Your average franchise system typically consists of a single franchisor in a franchise agreement with one or more franchisees. At that point the franchisors business has been successfully developed in order to expand their model. The franchisor provides the franchisee with support, training and all the business material to launch the brand with their best foot forward. In return the franchisee pays an initial franchise fee and ongoing royalties to the franchisor for legal use of the brand, development, training and support.

Master franchising goes one step further. Rather than the franchisor directly recruiting the franchisee, a master franchise agreement involves a third party to act as the intermediary in a new territory. The master franchisee (or sub-franchisor) bares the responsibility to recruit sub-franchisees in their designated state or territory. In other words, the master franchisee buys company rights off the King (the head franchisor) and becomes the Chieftain/Earl (master franchisee) in the new land. They still have to obey the Kings laws and pay their dues (fees) to the King – but they are now the ruler of their own lands – collecting their own taxes (fees) from business owners who they have helped set up in their land.

Master franchisees have to source their own franchisees, using their local contacts and knowledge. It can be lucrative for a master franchisee, as they will be paid part of the initial franchise fee and ongoing royalties from the franchisee for their efforts. Exactly how much, of course, depends on the franchise agreement terms. As a master franchisee, you take on all the responsibilities to train, develop and support your sub-franchisees in your jurisdiction. Often, master franchisees don’t start their own franchise in their own territories. Rather, they spend their time developing and maintaining their franchisees – while trying to further grow the business.

How to become a master franchisee?

To become the master franchisee of a new state or territory, a master franchise fee must be paid to head franchise in accordance with the terms of their master franchise agreement. Make sure you have done thorough market research in terms of the business and the location. Also, a detailed business proposal will usually be required during the process.

In terms of the right person for the job, a master franchisee is usually a business leader with exceptional management skills. They should have an entrepreneurial outlook and enthusiasm for the brand. Businesses are on the lookout for someone who knows their territory well. This competitive advantage is one of the main reasons companies turn to a master franchising over a direct franchising system.

Advantages of master franchising

For the franchisor

  • Increase in revenue: A cash flow boost to the franchisor from the sale of a master franchise agreement and ongoing fees.
  • Quick to scale: Allows the business to expand quickly in another country. Often agreements mean that master franchisees have to develop several units within a certain amount of time.
  • Saving on time and money: Franchisors don’t have to pour extensive resources in the market development and research of a new state/territory (i.e. cultural, language, and legal barriers).
  • Overall brand growth and recognition: International development can increase your overall customer base and brand value.

For the master franchisee

  • Proven business model: The company has a track record of success and a developmental plan to grow the franchise network. Immediately inheriting brand equity.
  • Exclusive territory: You don’t have the hassle of competition, which opens endless possibilities for expansion.
  • Back-up support from franchisor: Direct liaison with the franchisor.
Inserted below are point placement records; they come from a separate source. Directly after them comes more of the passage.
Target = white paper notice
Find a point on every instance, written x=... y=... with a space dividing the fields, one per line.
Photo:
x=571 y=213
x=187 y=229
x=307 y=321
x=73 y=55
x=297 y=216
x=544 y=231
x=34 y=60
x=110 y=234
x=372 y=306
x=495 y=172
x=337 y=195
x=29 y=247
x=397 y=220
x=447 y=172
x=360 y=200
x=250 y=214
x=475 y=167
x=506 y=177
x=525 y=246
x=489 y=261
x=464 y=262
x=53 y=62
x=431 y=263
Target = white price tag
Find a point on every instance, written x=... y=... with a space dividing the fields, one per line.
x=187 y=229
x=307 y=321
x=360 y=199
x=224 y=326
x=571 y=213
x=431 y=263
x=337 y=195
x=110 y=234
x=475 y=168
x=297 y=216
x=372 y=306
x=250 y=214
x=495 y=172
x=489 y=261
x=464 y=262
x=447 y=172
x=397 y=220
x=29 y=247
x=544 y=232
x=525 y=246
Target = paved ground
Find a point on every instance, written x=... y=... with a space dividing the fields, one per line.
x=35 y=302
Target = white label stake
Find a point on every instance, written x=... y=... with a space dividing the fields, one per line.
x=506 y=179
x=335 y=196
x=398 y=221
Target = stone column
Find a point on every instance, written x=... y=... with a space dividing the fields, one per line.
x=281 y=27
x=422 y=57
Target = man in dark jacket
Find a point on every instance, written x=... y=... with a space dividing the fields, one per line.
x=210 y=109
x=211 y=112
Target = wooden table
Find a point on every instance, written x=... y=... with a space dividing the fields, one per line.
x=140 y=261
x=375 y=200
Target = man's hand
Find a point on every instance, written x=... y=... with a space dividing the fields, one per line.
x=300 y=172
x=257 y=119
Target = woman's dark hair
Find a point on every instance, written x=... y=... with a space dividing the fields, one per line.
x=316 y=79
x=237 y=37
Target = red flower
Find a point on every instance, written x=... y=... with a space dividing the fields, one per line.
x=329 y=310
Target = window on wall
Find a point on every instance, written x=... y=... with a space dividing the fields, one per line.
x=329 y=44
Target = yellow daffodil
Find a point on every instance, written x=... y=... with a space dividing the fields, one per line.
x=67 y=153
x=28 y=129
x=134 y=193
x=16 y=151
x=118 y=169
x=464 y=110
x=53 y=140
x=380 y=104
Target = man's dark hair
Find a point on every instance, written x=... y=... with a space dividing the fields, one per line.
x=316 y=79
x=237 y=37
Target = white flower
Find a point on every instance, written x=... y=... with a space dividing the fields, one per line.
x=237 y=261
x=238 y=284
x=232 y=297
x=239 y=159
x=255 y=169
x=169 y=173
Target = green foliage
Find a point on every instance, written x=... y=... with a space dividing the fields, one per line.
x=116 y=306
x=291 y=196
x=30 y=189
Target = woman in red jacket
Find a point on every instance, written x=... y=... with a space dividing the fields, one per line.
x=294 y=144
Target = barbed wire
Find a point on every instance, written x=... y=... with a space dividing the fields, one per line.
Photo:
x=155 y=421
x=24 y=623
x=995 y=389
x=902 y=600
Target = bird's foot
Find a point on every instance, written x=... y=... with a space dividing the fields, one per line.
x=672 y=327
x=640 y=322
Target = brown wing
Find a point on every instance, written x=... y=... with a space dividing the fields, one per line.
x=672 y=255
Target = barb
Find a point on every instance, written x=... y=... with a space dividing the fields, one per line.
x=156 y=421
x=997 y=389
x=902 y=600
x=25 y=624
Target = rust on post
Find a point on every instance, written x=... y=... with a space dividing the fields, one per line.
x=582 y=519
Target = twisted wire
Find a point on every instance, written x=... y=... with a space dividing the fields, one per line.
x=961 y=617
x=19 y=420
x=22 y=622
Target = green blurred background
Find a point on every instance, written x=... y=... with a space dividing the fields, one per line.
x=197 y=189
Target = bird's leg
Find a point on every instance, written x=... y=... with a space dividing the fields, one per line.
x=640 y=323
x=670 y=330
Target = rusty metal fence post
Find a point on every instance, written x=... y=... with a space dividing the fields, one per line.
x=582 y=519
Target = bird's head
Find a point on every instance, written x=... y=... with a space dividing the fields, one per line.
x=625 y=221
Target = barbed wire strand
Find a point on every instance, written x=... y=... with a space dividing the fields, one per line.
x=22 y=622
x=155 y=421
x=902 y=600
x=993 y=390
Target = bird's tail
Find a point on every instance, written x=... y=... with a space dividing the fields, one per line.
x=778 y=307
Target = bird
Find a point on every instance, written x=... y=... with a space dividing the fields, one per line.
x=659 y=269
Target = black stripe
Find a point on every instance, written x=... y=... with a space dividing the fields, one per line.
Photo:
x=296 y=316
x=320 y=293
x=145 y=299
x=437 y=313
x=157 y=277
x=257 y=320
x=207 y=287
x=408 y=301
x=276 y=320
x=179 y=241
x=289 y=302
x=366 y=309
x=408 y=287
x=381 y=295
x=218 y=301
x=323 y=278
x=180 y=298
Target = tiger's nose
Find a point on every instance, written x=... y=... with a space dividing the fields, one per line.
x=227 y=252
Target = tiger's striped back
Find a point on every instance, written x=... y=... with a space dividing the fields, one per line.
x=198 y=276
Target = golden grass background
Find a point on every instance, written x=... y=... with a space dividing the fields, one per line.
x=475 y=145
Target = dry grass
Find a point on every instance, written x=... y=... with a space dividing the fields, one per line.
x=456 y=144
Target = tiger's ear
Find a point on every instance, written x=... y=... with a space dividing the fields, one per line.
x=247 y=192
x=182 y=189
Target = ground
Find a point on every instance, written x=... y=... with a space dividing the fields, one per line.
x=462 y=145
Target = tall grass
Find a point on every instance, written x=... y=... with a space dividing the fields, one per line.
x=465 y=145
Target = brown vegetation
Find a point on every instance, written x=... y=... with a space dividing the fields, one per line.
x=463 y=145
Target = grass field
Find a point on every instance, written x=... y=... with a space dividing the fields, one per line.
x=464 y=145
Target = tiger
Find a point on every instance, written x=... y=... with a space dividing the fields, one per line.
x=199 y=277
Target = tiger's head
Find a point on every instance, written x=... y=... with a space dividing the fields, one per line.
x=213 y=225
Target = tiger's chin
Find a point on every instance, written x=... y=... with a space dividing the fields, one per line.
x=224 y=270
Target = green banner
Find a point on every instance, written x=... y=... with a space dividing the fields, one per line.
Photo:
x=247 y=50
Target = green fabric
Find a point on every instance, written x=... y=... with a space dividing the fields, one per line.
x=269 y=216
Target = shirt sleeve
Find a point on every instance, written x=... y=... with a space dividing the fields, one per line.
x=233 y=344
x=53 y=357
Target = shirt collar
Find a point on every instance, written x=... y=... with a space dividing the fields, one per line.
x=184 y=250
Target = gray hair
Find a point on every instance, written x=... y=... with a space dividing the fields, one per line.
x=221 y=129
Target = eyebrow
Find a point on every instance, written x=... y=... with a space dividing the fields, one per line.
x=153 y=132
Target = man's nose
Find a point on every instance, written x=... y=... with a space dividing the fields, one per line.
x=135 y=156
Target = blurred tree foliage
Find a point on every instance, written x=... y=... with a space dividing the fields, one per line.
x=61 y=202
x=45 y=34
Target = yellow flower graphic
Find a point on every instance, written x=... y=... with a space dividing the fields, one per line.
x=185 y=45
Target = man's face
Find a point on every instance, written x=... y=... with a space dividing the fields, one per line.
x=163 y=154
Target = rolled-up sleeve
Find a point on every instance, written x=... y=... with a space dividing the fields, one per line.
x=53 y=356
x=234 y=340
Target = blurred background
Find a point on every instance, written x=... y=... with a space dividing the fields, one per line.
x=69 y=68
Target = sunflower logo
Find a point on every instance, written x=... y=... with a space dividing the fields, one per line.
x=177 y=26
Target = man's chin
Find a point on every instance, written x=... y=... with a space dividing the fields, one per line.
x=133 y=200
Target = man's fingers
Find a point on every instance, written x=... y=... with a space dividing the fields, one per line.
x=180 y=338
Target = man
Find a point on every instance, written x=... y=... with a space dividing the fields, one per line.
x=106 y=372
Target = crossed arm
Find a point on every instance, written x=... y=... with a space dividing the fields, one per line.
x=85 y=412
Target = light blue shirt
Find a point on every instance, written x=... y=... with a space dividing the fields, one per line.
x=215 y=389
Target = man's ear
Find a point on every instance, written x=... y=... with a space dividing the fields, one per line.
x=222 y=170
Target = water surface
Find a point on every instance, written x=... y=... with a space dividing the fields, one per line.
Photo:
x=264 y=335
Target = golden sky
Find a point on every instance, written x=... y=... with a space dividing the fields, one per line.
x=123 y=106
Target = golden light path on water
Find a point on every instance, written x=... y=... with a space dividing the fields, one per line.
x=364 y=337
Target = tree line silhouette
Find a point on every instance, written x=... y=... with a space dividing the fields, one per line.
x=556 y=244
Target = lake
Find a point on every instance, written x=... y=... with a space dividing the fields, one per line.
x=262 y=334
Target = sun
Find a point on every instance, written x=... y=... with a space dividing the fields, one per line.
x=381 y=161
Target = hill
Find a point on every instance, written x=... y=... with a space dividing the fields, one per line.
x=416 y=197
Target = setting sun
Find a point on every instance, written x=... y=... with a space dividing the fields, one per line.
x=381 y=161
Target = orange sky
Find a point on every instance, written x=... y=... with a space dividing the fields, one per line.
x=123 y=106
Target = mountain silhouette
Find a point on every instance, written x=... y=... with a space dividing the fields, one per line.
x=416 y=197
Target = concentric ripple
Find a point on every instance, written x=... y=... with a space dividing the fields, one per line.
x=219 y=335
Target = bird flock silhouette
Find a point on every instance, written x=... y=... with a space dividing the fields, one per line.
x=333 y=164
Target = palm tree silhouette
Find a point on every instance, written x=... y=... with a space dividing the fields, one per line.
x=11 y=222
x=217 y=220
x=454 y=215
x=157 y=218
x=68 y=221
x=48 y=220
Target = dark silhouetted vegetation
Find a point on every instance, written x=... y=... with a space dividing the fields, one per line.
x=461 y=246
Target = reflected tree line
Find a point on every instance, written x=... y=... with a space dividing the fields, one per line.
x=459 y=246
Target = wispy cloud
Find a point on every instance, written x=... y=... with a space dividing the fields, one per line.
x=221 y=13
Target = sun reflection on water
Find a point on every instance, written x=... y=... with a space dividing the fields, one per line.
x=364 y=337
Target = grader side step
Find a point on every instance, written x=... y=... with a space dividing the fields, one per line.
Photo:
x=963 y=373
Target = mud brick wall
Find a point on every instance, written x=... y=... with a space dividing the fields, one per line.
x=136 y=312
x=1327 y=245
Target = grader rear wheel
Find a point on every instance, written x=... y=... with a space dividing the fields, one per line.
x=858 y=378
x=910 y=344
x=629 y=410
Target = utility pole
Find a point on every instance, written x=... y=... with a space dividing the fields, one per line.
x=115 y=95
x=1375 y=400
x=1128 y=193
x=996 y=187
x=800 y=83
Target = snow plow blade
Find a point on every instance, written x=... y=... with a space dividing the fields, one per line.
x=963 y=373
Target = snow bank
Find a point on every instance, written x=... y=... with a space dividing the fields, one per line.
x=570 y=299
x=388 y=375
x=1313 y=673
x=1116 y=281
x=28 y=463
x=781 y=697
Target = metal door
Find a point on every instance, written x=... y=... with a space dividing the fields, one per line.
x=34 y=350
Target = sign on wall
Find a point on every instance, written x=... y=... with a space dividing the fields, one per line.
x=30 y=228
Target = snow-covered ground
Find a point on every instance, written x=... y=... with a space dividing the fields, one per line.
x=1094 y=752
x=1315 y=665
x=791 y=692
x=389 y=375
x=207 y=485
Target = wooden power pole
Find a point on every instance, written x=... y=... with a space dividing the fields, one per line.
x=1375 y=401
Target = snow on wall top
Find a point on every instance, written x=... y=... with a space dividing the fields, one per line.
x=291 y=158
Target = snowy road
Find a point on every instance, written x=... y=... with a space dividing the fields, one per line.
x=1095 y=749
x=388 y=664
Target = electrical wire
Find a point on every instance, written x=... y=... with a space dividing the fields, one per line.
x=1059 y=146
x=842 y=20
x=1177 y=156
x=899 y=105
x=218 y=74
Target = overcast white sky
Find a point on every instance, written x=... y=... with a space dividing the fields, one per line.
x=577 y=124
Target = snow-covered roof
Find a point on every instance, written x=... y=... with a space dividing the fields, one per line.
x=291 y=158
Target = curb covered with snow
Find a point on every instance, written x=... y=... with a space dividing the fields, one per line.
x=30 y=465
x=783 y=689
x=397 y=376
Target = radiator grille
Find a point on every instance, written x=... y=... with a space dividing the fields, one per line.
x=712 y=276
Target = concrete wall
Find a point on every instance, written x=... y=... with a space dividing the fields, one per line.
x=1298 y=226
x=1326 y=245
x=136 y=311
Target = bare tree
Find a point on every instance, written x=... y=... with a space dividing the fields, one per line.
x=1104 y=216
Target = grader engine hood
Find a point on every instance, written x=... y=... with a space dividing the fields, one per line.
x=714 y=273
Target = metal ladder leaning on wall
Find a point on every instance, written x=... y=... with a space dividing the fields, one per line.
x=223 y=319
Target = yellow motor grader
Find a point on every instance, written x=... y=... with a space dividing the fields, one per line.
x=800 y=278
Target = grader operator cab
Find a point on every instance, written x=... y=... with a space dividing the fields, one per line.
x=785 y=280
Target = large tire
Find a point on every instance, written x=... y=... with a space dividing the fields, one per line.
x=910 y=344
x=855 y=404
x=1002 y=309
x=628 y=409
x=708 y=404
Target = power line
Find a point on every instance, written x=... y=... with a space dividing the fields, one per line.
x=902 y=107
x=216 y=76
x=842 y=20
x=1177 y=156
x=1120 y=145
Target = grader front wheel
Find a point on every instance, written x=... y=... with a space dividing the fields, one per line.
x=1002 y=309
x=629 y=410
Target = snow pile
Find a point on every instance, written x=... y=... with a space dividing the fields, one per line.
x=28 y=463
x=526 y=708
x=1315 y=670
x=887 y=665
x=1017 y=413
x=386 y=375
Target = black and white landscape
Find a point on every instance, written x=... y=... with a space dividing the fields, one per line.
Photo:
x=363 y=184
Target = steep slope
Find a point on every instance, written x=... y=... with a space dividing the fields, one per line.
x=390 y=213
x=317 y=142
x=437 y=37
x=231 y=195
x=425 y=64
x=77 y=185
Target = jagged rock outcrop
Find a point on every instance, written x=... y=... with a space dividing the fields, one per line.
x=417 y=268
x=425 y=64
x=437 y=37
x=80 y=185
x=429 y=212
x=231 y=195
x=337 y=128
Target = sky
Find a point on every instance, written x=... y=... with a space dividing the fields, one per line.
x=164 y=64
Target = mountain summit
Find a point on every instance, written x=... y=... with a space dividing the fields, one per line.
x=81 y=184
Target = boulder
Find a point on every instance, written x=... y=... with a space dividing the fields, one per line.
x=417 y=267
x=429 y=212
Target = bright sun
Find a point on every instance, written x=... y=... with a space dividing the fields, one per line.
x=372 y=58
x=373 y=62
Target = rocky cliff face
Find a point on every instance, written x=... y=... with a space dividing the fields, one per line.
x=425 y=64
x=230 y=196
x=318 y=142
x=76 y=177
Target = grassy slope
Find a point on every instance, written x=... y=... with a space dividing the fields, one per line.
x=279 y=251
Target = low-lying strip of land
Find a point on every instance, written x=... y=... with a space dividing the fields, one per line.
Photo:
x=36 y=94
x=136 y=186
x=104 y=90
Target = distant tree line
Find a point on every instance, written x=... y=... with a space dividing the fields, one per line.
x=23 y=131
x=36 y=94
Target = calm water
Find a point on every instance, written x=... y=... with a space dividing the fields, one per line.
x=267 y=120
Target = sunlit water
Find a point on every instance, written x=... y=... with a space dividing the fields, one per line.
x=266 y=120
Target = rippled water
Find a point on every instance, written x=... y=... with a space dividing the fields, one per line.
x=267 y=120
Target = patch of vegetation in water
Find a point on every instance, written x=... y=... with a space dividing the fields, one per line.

Disadvantages of master franchising

For the franchisor

  • Loss of potential income: The franchisor must concede a large percentage of the initial and on-going fees to the master franchisee. However, the initial master franchise fee helps negate the losses.
  • Franchisor has less control over the franchise: The master franchisee assumes the majority of power in their territory. But don’t worry, a good master franchise agreement means they can’t go rogue.
  • Potential damage to the company reputation: Issues out of your control can have a knock-on effect to the worldwide network.

For the master franchisee

  • Potential to fail in an untested market: Risks are inherent in new businesses. Be sure to do your market research before entering into any agreement.